Bei Electro-Harmonix sind einige Kreationen Kult geworden, weil sie aus dem Rahmen fallen. Die Crash Pad reiht sich in diese Tradition ein: Sie stammt aus einer Reihe analoger Drum-Synthesizer, die um 1980 erschienen sind, und kehrt nun in einer modernen Version zurück, die den ursprünglichen Geist respektiert. Man findet das typisch analoge Verhalten, irgendwo zwischen elektronischer Percussion, gefiltertem Rauschen und Oszillations-Sweeps, mit einem sehr aktuellen Update: dem Expression/CV -Eingang zur direkten Steuerung des Filters.
Die EHX Crash Pad richtet sich an Musiker und Produzenten, die lieber Klangmaterial formen als "fertige" Sounds abzurufen. In elektronischer Musik, Techno, Ambient, Noise, Post-Rock oder experimentellem Hip-Hop wird sie zum Generator analoger Hits (Becken, Hi-Hats, Snare, Impacts) und von Übergängen (Sweeps, Zaps, Aufwärtsbewegungen). Auf einem Gitarren-Pedalboard kann sie auch als Textur-Effekt, rhythmische Betonung oder als resonanter Filter dienen, um Gitarre, Synth, Drum Machine oder Sampler zu bearbeiten.
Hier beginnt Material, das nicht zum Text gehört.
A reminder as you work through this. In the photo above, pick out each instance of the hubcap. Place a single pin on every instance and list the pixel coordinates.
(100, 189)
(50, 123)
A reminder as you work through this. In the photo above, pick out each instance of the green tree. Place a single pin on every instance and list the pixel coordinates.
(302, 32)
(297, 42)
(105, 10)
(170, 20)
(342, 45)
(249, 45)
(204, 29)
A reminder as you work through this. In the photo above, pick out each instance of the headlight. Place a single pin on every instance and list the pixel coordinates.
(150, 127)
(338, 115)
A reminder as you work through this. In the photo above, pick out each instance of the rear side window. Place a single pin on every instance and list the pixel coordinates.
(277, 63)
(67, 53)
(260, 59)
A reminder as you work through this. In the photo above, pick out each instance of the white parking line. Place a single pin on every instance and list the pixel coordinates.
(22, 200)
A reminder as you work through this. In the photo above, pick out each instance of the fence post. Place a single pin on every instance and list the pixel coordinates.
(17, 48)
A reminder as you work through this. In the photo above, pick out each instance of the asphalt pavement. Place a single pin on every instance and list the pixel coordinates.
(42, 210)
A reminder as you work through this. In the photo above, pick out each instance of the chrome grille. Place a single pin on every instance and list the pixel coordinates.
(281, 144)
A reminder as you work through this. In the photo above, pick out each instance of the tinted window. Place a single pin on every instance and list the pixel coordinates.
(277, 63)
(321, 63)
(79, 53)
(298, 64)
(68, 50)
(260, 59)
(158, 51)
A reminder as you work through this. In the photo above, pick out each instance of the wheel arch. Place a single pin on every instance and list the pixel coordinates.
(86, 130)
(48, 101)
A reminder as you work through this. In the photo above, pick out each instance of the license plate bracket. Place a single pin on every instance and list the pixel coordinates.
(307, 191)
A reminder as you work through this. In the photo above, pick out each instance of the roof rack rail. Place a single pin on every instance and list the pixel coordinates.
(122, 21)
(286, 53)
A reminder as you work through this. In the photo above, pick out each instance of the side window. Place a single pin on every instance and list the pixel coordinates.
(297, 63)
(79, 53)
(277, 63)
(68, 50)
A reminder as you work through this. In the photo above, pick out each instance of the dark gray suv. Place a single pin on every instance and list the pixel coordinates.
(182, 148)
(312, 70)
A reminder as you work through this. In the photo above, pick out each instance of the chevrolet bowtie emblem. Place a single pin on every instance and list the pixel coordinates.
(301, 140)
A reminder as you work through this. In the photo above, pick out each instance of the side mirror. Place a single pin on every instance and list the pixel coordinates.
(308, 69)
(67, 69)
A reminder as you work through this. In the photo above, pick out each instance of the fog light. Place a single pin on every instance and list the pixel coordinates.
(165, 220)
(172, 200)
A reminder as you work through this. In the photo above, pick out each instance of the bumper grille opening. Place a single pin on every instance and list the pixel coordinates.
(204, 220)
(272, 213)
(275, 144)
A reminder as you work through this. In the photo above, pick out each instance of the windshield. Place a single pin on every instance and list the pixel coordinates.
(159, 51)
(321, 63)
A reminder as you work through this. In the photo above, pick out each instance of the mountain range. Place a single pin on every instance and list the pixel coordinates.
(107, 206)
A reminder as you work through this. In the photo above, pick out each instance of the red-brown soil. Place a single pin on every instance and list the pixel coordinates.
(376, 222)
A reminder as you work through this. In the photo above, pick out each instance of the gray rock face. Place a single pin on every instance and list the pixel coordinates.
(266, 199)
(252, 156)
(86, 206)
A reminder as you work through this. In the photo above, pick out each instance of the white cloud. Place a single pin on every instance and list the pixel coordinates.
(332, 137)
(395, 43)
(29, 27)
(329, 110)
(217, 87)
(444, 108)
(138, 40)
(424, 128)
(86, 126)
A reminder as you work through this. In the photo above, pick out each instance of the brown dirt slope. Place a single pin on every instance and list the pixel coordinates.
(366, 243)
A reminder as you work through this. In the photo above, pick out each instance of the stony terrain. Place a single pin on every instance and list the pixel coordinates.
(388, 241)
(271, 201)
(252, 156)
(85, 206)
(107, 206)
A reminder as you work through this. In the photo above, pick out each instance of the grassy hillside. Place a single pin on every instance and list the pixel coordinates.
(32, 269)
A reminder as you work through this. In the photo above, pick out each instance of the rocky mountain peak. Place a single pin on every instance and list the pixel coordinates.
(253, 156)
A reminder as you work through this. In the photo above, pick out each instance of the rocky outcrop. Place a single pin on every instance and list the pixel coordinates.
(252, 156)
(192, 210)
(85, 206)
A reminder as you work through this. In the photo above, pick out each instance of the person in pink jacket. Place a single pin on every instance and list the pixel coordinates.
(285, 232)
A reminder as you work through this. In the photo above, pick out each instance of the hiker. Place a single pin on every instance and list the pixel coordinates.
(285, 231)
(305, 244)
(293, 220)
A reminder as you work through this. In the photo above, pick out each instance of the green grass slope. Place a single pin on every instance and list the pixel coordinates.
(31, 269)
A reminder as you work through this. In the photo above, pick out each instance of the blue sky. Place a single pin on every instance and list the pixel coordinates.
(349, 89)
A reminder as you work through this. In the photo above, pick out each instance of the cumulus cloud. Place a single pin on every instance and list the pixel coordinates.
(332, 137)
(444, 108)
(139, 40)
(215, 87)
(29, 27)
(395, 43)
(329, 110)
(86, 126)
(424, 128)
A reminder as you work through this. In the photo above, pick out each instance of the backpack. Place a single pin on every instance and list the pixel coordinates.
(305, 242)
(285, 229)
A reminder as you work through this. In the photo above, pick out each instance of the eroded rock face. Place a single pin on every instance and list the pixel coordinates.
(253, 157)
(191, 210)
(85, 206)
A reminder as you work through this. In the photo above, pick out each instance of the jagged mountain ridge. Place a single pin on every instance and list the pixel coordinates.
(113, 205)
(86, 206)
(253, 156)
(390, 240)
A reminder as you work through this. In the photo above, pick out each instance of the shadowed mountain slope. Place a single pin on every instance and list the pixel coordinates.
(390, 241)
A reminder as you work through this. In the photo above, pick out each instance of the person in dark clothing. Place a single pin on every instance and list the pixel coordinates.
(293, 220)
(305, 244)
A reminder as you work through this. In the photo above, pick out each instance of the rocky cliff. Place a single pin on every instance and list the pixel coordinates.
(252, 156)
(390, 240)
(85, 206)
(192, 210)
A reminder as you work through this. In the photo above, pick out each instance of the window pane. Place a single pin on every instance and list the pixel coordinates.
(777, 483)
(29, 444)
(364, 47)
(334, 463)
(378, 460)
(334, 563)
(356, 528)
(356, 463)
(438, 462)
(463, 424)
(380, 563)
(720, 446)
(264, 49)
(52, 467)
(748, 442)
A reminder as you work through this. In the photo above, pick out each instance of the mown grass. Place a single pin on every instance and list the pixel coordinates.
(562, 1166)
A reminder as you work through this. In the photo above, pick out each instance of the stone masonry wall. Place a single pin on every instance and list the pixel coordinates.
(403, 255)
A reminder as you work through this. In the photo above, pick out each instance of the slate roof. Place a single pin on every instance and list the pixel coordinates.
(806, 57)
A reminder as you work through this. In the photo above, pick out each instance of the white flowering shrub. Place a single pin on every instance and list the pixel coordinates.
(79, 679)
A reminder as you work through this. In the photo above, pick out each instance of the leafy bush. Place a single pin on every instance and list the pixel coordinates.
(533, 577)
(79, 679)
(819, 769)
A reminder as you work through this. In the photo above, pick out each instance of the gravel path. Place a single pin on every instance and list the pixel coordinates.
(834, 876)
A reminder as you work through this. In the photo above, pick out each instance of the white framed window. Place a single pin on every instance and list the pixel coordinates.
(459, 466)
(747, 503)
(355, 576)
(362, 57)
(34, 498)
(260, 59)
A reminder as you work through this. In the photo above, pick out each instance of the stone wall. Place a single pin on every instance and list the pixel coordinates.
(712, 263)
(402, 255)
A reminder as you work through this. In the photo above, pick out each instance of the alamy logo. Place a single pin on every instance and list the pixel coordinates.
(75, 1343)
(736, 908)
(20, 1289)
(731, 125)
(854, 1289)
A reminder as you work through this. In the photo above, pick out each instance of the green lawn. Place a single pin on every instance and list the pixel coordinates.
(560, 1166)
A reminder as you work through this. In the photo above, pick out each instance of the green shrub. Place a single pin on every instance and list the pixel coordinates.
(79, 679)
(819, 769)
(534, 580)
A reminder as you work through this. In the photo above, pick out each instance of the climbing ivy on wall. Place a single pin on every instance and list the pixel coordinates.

Live macht das Triggern via Clock/Trigger viel Spaß mit Sequencern und Pulsgeneratoren, während sie im Studio hervorragend für One-Shots, Percussion-Layer und Sounddesign-Effekte ohne Plug-in-Eröffnung geeignet ist.
Die Crash Pad baut ihre Sounds um einen resonanten Tiefpassfilter und einen Frequenz-Sweep auf. Die Einstellungen START und STOP definieren den durchlaufenen Frequenzbereich, während TIME die Sweep-Geschwindigkeit bestimmt: von ultraschnellem "Zap"-Attack bis zu längeren, hypnotischen Absenkungen. Die RESONANCE sorgt für Biss (bis hin zu Pfeif- und Selbstoszillationseffekten), DECAY regelt die Anschlagdauer, und VOLUME passt die Ausgangslautstärke an.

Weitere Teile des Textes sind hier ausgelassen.